Rebecca Knap was een dochter van Marcus Knap en Debora van Emrik. Zij werd geboren als 7e kind in een gezin met veertien kinderen waarvan één dochter in 1876 overleed, slechts 5 maanden oud; vijf kinderen al voor de oorlog zijn overleden; twee dochters de Holocaust hebben overleefd en zes kinderen, waaronder Elizabeth, Meijer Filip, Simon, Sara, Benjamin en Rebecca, in de Sjoa zijn vermoord.
Rebecca trouwde in Rotterdam op 6 Januari 1909 met de uit Libau (Letland) afkomstige Soroch Friedberg, een zoon van Joseph Lewin Friedberg en Sophie Traugut. Het echtpaar kreeg in Rotterdam drie kinderen, t.w. Leo in 1909, Markus in 1912 en Sophie Debora in 1914. Alleen Leo heeft de Sjoa oveleefd.
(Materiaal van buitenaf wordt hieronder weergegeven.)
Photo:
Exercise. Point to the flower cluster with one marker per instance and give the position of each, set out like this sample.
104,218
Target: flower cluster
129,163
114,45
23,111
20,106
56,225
Vanaf October 1924 verhuisde het gezin Friedberg naar Antwerpen. Rebecca’s echtgenoot Soroch Friedberg is daar overleden op 4 September 1936 en begraven op de Joodse Begraafplaats in Putte. Haar zoon Leo heeft de oorlog overleefd en woonde met zijn vrouw na de oorlog nog in Antwerpen. Haar zoon Markus was gehuwd en woonde in Leiden. Haar dochter Sophie Debora was ongehuwd maar kreeg op 14 Februari 1937 in Antwerpen een tweeling: Denise en Willy.
Op 1 Augustus 1940 is Rebecca nog verhuisd van Stad Antwerpen, Lange Beeldekensstraat 179 naar Deurne Merksem. Rebecca Knap is op 8 September 1942 vanuit Mechelen naar Auschwitz gedeporteerd met Konvooi 8, wat in Auschwitz aankwam op 10 September waarop Rebecca Knap op 11 September 1942 werd vermoord.
Stadsarchief Rotterdam, gezinskaarten Marcus Knap en Soloch Friedberg; Antwerps Vreemdelingen dossier nr. 110270, images 7-39 en het Memoriaal van de Deportatie der Belgische Joden.